Как почему? Во все предыдущие съезды кресла князей в этом зале расставлялись в раз навсегда установленном порядке. Возвышение имело три ступеньки, в середине трон царя, и по обе стороны от него – княжеские кресла, одной высоты, одинаково обитые фиолетовым бархатом. Кто же виновник происшедшего маскарада? Как кто? Конечно, Шадиман!
Теперь на возвышении остался только царский трон. От него по обе стороны тянулись кресла, образовывая правильный круг, что, по мысли Шадимана, уравнивало владетелей в их достоинстве и правах. Сиденья и спинки кресел были обиты бархатом цвета фамильных знамен, а на спинках вдобавок имелись эмблемы, заменяющие гербы. И вот некоторые из этих священных эмблем, какими бы благими ни были намерения Шадимана, сейчас незаслуженно отдалены от трона царя, а другие, наоборот, незаслуженно приближены.
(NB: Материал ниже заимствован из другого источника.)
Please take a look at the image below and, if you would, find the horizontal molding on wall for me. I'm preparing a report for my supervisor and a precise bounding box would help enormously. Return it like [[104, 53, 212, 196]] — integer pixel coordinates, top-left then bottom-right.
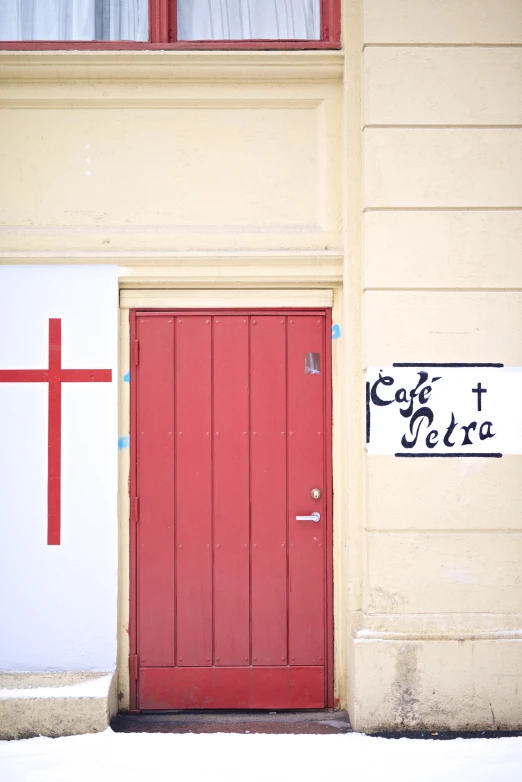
[[0, 51, 344, 83], [352, 611, 522, 641], [353, 630, 522, 641], [0, 251, 343, 288], [120, 290, 333, 309], [0, 97, 323, 111]]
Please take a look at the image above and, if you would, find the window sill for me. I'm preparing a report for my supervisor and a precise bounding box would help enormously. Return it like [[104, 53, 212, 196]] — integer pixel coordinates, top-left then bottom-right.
[[0, 44, 344, 83]]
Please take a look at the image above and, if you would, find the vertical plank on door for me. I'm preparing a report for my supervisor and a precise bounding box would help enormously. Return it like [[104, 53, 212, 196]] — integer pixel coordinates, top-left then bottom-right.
[[136, 315, 174, 666], [288, 315, 327, 665], [213, 315, 250, 665], [176, 315, 212, 666], [250, 315, 287, 665]]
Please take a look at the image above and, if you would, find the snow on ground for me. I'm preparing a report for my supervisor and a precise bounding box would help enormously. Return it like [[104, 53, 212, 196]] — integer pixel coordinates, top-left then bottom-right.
[[0, 729, 522, 782], [0, 673, 113, 700]]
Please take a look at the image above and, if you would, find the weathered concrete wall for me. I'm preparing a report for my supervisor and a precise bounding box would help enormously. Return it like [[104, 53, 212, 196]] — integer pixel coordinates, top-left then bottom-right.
[[350, 0, 522, 731]]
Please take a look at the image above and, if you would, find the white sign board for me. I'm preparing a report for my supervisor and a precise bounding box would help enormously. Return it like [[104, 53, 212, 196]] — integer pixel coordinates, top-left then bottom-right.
[[366, 363, 522, 458]]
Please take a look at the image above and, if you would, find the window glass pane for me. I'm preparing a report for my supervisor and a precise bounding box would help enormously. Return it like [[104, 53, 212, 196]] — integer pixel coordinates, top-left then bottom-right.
[[178, 0, 321, 41], [0, 0, 149, 41]]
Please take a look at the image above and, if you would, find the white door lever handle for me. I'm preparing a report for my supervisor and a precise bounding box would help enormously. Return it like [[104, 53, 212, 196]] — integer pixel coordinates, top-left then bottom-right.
[[295, 511, 321, 521]]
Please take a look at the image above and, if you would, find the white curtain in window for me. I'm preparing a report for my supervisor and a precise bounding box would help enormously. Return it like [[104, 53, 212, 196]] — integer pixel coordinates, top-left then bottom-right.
[[178, 0, 321, 41], [0, 0, 149, 41]]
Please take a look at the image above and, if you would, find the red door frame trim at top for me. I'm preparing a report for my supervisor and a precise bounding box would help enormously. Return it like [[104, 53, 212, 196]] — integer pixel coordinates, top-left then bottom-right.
[[0, 0, 341, 51], [129, 307, 335, 712]]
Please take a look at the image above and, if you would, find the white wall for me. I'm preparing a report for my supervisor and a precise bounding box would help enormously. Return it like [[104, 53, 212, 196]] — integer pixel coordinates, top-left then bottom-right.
[[0, 266, 118, 671]]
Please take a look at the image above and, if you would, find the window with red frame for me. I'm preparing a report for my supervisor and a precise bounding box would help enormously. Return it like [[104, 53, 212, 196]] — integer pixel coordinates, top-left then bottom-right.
[[0, 0, 341, 49]]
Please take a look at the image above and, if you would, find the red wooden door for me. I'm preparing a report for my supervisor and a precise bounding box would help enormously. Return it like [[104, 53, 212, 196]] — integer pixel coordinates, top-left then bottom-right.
[[131, 311, 332, 709]]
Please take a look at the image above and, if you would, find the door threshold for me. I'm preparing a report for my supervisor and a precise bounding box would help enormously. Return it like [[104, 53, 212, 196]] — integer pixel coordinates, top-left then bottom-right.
[[111, 709, 352, 734]]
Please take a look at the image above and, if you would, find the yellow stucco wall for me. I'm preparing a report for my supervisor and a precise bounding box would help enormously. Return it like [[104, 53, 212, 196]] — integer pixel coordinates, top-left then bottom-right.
[[350, 0, 522, 730], [0, 0, 522, 730]]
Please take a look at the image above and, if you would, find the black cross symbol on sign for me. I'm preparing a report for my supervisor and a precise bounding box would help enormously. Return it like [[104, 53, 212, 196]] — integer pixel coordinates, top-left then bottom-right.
[[471, 383, 488, 413]]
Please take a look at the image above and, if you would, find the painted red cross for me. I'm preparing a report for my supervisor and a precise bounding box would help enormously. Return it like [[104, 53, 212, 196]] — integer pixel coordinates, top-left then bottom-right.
[[0, 318, 112, 546]]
– О-о-о! Почему первое кресло справа от трона предоставлено Андукапару? И как нагло выглядит лев с крыльями орла, сжимающий золотой меч! И почему наверху корона? Раньше не было! Неужели это проделка взбалмошной Гульшари? А почему кресло Зураба первое слева от трона? На серо-бело-синем поле серебряная гора – это понятно, солнце золотое – тоже понятно: другого цвета не имеет; под ним черная медвежья лапа сжимает золотой меч – это тоже понятно, но почему на горе, освещенной солнцем, сверкает горский трон из льда? Неужели Зураб не оставил сумасбродной мысли присвоить себе одному всех горцев? Шакал! Воистину шакал! А там что! О-о-о! Кресло Фирана! Такое безобидно нарядное! Скудоумный! Больше ничего не мог придумать для своего знамени, кроме светло-серого джейрана, взирающего с темно-коричневой горы на золотую стрелу и серебряное копье! Хорош джейранчик! Втиснулся между вздыбленным тигром Липарита и серым волком Цицишвили! А Ражден Орбелиани даже пожелтел! Вновь доказал, что его предки выходцы из страны Чин-Мачин. Еще бы не пожелтеть! Солнце на спинке его кресла золотое, горы синие, мечи тоже золотые, а кресло от трона – восьмое! Дальше кресла недалекого Качибадзе и близорукого Николоза Джорджадзе! А сам Шадиман уютно пристроил себя между Мухран-батони и Ксанским Эристави: не без умысла, в центре партии ностевского «барса»! О-о-о! «Змеиный» князь! На оранжево-зеленом бархате белая змея обвилась вокруг золотого меча, – и об Иране помнит, и Турцию не забывает, и о себе заботится! А Джавахишвили? Хо-хо! Так смотрит на свое кресло, как волк на ягненка! А почему ему смотреть так, как мотылек на ландыш? На синем поле горы белые, меч серебряный, стяг красный, – но все затенено креслом Цицишвили, а они друзья, потому у Джавахишвили нос стал багровый, как кожица граната, а лоб – белый, как курдюк пшавского барана!..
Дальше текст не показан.